I'd like to think we humans are a little more productive than that, but dear George isn't too far off. The reality of plastic, you see, is on a much smaller scale. There are many reasons why humans replicate, but chief among them is an unconscious craving for plastic.

We need plastic. We want plastic. We yearn for plastic, and the best way to satisfy our hunger for plastic is to have children. Every time you take a baby home from the hospital, at least 2,300 pieces of plastic molded into infinite shapes and colors are following your car.

They won't all arrive at once. It will take a little time, but make no mistake about it -- the plastic is coming.

As many of my readers know, I'm a stay-at-home dad. I take care of the offspring while my wife the druggist goes to work, and being the stay-at-home dad of a 2-year-old and an 8-month-old means that I'm often responsible for putting away the toys, all of which are made
from - you guessed it -- molded plastic. The 2-year-old provides some help in this area, but the brunt of plastic-retrieval and -archival duties fall to me. A 2-year-old understands the notion of "clean-up time," but she rarely gives it the respect and commitment it so richly deserves.

We're working on that. The 8-month-old, well, he could care less about "clean-up time." He just wants to drool on his shirt and gnaw chair legs.

So do the math -- two kids with 2,300 pieces of molded plastic per child. That's more than 4,500 hunks of plastic in our home at any given moment. "Clean-up time" is a daunting task, and there are dark and magical forces working against me. For instance, I can put away all the molded plastic in one child's room in a few minutes. Every piece of plastic has its space, so it's just a matter of matching the space with the plastic. When the job is done and the plastic is put away, the sinister forces go to work, for in less than 45 minutes the once-clean room is a total wreck - a plastic nightmare. The plastic that was just moments ago so orderly and inconspicuous reverts to its natural state of being strewn about the floor in utter chaos. Plastic fills open space.

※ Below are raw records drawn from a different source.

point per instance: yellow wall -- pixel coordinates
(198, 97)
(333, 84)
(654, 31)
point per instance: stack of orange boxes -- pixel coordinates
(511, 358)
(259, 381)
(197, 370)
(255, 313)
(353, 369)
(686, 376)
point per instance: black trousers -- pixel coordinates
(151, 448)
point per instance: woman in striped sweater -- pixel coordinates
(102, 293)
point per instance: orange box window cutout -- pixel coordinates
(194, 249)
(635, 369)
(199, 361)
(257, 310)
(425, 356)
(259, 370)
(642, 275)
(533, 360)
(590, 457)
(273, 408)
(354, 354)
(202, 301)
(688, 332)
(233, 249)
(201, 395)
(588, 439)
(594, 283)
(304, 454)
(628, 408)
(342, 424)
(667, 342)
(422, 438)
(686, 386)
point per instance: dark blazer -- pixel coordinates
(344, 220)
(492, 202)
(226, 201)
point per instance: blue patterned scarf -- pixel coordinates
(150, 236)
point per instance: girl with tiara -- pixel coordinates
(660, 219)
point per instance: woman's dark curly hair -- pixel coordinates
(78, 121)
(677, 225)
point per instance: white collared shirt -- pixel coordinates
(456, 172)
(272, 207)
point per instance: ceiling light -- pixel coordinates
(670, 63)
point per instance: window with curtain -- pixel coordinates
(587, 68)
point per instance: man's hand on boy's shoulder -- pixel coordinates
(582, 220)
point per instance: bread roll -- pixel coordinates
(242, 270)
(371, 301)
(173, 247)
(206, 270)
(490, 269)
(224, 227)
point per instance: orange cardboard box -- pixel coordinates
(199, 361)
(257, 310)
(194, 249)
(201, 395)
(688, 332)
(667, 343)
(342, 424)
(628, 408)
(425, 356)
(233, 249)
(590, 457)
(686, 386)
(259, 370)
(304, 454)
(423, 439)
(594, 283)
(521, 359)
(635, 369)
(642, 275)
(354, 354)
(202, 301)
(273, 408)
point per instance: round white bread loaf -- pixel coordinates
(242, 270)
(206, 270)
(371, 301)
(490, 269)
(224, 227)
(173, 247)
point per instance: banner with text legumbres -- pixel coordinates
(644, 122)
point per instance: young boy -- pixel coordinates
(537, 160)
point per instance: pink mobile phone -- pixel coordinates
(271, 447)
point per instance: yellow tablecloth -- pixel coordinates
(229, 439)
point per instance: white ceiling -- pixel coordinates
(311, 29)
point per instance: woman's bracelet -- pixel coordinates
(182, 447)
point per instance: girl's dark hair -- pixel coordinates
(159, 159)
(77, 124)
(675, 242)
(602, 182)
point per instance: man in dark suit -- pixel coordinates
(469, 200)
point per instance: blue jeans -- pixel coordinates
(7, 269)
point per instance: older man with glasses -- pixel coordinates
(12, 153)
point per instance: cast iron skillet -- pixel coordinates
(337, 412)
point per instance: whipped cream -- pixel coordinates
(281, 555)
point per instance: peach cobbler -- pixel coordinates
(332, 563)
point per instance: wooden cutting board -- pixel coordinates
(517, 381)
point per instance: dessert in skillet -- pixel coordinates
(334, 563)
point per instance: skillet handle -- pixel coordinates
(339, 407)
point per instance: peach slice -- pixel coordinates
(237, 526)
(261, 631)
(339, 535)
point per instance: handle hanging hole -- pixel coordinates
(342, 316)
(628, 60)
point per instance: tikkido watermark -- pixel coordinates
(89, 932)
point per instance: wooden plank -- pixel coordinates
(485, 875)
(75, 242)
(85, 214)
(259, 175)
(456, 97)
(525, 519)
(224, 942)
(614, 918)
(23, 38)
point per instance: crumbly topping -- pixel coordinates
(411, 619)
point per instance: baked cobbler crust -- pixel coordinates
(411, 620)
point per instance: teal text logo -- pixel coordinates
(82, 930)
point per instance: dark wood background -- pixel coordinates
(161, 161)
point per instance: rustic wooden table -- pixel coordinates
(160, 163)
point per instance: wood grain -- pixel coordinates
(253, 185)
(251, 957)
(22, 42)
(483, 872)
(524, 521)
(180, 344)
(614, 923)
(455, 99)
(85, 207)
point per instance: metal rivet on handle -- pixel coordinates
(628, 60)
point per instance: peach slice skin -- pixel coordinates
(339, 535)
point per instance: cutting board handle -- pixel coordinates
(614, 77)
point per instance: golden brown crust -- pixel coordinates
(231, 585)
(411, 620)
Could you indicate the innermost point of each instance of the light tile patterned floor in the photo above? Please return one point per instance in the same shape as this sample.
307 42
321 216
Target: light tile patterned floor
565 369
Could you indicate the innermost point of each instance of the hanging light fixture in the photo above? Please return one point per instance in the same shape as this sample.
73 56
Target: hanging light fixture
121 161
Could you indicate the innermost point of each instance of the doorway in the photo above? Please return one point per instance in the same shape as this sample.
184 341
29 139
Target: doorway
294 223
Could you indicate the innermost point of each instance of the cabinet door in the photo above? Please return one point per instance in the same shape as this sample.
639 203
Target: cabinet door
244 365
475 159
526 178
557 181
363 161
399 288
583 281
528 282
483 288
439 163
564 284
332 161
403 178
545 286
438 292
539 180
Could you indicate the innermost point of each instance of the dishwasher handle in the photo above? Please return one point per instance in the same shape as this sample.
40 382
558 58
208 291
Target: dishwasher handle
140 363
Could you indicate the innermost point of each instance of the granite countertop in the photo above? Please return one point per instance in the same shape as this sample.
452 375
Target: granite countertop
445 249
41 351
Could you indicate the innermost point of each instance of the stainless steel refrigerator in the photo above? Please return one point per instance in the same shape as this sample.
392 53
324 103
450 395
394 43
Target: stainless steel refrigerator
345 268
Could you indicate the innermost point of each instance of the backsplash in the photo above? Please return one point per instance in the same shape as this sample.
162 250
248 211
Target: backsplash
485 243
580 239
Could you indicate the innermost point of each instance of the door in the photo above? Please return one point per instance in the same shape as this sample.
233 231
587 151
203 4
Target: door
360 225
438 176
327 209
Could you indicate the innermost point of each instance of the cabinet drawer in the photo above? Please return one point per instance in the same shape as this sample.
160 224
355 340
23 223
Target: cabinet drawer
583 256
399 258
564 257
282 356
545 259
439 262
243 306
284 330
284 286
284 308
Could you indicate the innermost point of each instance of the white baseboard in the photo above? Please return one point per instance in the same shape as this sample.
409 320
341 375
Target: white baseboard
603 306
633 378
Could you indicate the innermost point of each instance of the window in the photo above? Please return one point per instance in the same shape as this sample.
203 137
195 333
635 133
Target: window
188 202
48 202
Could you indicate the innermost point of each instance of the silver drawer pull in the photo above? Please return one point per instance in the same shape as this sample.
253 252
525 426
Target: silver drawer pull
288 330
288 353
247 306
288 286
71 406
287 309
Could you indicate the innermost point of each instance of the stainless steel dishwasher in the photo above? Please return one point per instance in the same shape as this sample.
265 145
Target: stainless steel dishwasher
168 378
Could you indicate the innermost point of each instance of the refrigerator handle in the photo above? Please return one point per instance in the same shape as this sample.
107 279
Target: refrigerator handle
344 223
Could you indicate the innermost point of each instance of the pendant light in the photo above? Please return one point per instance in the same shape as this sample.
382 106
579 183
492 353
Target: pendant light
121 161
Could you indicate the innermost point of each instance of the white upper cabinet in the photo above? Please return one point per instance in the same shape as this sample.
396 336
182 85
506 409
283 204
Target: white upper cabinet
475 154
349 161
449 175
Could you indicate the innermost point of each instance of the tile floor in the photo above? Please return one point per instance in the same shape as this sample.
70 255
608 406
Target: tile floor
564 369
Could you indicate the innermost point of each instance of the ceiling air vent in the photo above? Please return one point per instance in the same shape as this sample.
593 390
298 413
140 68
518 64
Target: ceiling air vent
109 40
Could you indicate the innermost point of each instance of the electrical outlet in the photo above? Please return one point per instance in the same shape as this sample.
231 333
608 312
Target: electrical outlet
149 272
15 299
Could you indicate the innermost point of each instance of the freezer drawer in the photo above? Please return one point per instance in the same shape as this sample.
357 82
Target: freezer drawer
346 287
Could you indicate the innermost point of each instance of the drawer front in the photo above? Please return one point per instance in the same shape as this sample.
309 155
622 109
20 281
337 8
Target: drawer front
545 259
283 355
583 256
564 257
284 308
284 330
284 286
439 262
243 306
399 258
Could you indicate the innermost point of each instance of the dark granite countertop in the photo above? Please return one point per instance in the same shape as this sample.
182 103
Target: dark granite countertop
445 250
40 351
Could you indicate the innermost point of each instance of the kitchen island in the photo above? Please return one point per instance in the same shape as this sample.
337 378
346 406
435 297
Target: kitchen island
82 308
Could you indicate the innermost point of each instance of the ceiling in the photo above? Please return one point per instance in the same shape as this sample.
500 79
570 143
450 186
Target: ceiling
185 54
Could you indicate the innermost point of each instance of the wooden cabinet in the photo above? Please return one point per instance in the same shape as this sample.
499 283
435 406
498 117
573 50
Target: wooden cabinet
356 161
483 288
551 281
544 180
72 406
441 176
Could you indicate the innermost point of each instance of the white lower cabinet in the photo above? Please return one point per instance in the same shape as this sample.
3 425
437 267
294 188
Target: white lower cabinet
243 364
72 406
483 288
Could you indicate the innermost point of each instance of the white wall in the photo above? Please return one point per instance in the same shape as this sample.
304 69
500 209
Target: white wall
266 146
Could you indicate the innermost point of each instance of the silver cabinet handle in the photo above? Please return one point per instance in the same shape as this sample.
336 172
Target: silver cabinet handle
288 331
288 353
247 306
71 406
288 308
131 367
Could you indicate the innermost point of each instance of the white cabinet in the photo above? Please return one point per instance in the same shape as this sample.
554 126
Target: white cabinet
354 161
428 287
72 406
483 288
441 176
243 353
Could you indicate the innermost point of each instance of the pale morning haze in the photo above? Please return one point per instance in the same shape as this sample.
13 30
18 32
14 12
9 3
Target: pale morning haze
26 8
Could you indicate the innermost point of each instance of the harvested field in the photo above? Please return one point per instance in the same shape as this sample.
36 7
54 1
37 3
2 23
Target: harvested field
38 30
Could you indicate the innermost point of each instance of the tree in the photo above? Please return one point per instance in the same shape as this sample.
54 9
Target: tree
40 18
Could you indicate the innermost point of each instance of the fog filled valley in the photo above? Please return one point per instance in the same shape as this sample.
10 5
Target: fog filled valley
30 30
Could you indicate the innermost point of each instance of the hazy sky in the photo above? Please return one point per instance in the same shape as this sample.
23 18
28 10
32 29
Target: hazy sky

The most challenging part about living in the House of Molded Plastic is negotiating the minefield of toys on the floor. It's rough enough finding your way to a wailing infant at 3:10 in the morning in total darkness, but stepping on a Lego -- right on the corner -- with your bare feet just adds a layer to the colorful tapestry that is child rearing. For me, it's even worse than a toe stub. With a stubbed toe, at least you get a little warning. When you stub, you're treated to three or four seconds of preparation before the pain actually reaches your brain. It's time to set yourself, to lock your jaw and to brace against the agony. When you step on a Lego's corner, however, your nervous system doesn't give you the fair warning. The pain just hits -- instantly.

I'll bet a neurologist could tell me why a toe stub is time-released and a Lego poke is instantaneous. Heck, I'll bet the professor explains it on the first day of neurology school. If you're a neurologist and can remember what the professor had to say way back when in medical school, just send me an e-mail. I try to check my e-mail fairly regularly, unless I'm in the hospital for yet another Legoectomy.